Parents/Carers responsibilities

  • Make sure that your child has two auto injector pens (Epipen / Emerade / Jext ) available in school. Find out more at Anaphylaxis UK
  • Make sure that the school are aware that your child has auto injector pens! You may be asked to sign a consent form by the school. If your child self-administers their auto injector pen they need to always tell an appropriate adult when they use one.
  • Ensure both of your child’s auto injector pens are in date! Don’t wait until this has expired to get a new one prescribed, plan ahead.
  • All medication will need to be labelled with your child’s name and date of birth by the pharmacists. Liquid or tablet antihistamines should also be labelled and kept by the school.
  • Your child will need to have their auto injector pen with them on any school trips, swimming, after school clubs and for sports; you will need to discuss this with their teacher
  • Ensure your child attends all medical appointments

Find out more about supporting your child with anaphylaxis at the below sites:

NHS conditions - Anaphylaxis

Anaphylaxis campaign

If your child has a diagnosis of asthma or hay fever you will need to inform their school so that a care plan can be put into place for your child. They may already have a care plan written for school from their specialist nurse or GP, this can be brought into school. Some training will be offered to school staff in how to manage and spot the signs of any breathlessness.

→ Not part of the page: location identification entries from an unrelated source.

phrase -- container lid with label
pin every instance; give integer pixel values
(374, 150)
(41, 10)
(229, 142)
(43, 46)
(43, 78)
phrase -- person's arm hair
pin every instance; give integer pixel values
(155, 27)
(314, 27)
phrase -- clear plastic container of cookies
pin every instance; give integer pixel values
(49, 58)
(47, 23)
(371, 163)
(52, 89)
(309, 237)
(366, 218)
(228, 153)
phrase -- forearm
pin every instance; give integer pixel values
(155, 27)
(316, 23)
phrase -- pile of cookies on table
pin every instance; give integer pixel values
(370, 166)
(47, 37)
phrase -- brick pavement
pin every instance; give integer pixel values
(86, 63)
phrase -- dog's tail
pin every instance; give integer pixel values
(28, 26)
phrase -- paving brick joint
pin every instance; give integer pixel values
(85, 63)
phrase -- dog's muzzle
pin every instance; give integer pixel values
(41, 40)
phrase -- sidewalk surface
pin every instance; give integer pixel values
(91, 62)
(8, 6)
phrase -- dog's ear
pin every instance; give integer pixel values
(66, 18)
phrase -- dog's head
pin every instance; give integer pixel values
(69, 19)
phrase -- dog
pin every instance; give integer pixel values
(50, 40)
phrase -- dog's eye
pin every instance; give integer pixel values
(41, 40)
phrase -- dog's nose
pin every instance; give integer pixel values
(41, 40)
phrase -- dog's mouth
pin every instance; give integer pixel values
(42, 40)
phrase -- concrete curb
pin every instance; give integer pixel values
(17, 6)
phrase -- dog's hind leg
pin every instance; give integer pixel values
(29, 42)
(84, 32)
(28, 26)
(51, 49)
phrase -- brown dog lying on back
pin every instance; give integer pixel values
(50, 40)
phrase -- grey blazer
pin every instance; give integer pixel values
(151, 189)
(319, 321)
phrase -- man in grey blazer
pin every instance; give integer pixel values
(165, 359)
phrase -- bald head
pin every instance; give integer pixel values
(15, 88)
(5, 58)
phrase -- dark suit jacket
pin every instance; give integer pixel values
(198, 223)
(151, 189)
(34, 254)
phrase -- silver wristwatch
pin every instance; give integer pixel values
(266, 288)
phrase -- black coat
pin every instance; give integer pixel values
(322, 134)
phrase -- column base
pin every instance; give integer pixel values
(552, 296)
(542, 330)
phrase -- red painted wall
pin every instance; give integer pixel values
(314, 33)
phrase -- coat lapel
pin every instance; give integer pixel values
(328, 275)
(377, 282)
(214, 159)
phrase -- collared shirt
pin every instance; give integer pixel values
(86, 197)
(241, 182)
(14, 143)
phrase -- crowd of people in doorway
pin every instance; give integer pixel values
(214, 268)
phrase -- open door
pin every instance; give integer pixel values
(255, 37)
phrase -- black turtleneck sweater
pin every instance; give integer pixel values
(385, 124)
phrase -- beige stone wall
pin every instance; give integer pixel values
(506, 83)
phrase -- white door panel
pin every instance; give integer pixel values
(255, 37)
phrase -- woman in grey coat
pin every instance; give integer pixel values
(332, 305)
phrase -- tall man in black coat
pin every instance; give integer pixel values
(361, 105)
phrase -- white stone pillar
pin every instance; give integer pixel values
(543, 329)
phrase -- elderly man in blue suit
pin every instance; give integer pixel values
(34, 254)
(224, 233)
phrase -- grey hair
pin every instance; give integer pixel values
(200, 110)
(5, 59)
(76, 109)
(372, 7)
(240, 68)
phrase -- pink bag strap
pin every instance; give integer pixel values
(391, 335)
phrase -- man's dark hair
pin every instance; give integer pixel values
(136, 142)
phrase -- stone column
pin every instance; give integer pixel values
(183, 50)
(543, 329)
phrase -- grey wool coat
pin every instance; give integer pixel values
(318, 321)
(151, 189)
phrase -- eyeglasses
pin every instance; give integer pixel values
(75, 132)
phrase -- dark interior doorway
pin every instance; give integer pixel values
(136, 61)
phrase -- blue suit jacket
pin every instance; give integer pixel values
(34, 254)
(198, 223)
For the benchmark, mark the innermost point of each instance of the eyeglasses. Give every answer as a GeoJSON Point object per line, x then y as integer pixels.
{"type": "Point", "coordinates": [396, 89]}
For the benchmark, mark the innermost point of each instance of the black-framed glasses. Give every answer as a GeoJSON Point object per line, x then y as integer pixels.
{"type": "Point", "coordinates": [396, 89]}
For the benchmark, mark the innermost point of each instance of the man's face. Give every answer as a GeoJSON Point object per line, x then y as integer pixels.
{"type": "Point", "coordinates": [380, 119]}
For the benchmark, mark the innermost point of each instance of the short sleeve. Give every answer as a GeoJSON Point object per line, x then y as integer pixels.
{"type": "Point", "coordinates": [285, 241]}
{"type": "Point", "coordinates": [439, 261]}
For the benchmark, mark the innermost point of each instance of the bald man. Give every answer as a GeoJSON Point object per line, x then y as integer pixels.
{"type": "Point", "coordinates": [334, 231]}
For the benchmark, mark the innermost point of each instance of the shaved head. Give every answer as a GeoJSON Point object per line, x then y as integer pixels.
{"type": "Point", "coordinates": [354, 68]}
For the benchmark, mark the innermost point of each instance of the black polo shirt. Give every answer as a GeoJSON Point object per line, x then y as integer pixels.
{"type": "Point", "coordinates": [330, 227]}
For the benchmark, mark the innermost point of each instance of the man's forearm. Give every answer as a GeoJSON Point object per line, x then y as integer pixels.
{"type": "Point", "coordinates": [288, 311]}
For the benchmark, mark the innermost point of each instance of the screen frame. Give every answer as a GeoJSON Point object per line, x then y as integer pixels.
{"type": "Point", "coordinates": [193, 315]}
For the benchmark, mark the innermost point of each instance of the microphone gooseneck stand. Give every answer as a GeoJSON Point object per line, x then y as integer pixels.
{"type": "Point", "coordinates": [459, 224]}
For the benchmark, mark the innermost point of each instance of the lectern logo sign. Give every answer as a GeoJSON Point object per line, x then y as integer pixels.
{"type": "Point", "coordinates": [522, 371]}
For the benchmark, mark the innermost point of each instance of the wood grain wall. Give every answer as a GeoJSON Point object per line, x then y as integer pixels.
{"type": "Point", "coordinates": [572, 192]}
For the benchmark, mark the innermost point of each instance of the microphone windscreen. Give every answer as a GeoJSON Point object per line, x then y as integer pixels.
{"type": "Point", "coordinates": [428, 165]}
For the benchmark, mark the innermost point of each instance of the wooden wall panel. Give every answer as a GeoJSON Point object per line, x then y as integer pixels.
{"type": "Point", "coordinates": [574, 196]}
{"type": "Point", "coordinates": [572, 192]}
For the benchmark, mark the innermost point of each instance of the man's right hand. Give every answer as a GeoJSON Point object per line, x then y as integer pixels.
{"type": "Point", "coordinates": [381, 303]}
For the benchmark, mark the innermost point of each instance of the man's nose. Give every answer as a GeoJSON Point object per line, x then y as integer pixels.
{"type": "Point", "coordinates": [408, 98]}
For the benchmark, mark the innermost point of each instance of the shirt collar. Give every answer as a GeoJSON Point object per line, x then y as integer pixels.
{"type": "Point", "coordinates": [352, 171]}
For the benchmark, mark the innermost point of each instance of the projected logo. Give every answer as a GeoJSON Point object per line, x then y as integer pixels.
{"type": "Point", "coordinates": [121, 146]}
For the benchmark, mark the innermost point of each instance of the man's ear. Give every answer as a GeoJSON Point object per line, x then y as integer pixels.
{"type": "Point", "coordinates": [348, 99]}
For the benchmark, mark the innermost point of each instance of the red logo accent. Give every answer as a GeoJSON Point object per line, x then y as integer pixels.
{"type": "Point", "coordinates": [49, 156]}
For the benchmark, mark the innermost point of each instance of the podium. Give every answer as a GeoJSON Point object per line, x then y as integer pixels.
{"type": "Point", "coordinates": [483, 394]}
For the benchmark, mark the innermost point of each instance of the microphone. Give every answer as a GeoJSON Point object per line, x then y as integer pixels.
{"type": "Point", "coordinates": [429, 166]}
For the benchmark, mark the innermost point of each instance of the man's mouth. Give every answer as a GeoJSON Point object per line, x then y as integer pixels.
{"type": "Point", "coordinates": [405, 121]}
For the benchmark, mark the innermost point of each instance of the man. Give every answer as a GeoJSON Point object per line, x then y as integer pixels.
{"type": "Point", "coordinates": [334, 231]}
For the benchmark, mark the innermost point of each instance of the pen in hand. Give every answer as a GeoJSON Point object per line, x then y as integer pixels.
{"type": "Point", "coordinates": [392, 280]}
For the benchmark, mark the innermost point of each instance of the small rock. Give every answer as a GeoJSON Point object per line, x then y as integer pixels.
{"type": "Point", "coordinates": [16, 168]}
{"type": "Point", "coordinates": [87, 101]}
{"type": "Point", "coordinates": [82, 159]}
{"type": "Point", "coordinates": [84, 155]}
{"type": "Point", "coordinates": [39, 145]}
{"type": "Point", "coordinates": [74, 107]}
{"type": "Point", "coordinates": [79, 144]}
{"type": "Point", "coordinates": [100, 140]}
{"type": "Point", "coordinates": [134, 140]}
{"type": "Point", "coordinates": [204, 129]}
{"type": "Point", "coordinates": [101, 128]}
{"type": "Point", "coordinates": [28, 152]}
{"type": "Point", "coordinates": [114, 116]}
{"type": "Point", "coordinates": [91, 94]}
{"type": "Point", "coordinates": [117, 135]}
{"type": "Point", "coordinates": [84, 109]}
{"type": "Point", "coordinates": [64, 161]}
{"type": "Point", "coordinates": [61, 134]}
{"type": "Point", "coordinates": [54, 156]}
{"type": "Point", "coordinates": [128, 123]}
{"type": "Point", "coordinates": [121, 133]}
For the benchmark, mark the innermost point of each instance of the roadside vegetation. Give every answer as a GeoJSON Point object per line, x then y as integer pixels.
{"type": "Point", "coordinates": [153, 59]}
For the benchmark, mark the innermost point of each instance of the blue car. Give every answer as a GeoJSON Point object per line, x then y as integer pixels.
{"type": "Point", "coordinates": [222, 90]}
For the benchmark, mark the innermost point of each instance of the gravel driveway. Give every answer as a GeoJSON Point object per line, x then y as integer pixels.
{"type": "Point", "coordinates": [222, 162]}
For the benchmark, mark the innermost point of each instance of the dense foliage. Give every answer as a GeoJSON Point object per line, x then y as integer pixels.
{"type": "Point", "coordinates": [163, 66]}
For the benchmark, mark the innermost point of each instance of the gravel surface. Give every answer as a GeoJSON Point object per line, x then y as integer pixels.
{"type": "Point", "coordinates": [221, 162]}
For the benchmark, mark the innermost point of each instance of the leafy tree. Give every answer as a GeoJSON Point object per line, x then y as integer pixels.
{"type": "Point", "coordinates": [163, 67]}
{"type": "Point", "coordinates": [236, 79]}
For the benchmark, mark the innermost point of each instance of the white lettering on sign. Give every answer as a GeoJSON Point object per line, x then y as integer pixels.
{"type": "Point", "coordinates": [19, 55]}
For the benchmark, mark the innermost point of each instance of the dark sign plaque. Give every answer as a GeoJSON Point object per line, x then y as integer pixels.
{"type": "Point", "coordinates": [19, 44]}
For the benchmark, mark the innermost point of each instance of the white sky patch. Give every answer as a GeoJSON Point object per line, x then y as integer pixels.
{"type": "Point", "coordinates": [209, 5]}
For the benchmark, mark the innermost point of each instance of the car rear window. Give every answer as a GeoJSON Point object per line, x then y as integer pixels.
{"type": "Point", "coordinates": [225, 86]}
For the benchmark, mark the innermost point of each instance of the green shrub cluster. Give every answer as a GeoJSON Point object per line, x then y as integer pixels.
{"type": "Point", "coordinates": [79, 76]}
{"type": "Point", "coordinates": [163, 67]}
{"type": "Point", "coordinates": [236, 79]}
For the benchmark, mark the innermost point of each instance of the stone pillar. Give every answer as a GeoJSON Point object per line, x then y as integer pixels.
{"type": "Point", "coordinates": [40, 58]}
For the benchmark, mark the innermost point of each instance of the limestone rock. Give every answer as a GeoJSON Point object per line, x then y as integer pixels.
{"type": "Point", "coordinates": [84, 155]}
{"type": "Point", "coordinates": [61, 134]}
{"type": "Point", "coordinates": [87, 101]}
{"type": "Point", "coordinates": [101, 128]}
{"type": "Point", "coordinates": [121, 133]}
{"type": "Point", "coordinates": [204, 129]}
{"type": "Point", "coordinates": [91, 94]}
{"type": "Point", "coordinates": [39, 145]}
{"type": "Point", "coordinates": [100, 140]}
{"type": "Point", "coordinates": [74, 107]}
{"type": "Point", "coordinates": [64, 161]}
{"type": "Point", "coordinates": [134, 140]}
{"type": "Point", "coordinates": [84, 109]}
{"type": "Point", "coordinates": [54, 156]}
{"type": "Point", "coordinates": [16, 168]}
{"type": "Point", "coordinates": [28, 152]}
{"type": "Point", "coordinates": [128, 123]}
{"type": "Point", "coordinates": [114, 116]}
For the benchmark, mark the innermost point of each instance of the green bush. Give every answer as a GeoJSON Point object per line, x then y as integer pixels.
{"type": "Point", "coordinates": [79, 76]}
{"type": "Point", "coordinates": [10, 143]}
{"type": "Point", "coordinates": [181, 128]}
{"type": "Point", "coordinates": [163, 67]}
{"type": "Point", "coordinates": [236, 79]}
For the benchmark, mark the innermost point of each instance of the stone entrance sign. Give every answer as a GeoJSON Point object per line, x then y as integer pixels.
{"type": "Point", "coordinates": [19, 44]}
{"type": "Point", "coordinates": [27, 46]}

Parents/Carers responsibilities

  • Know your child’s condition and the signs and symptoms; this will need to be included in their care plan.
  • Make sure that your child’s inhaler and spacer is available in school, depending on their age and school they may be able to carry this around with them.
  • Ensure your child’s inhaler is in date! Don’t wait until this has expired to get a new one prescribed, plan ahead. Don’t forget to take this home at the end of the school year – the spacer will need to be washed with hot water and dried.
  • If you leave your child’s inhaler and spacer with their school make sure that the spacer is kept in a sealed bag, this prevents infection.
  • All medication will need to be labelled with your child’s name and date of birth by the pharmacists. Liquid or tablet antihistamines should be kept by the school.
  • Your child will need to have their inhaler with them on any school trips, swimming, after school clubs and for sports; you will need to discuss this with their teacher
  • Make sure your child attends all medical appointments

Find out more about supporting your child with their asthma at Asthma UK

ADHD and ADD

If your child has a diagnosis of attention deficit hyperactivity disorder (ADHD) or attention deficit disorder (ADD) it is important to inform their school. This will support you and your child’s school to work together to ensure they receive the support they need for your child’s specific needs. There may be extra support available for your child in school and this is something you can talk to their teacher or the school SENCO about. If your child has medication they may need a care plan to be put into place. Your child’s school will have a linked school nurse who can offer support if needed.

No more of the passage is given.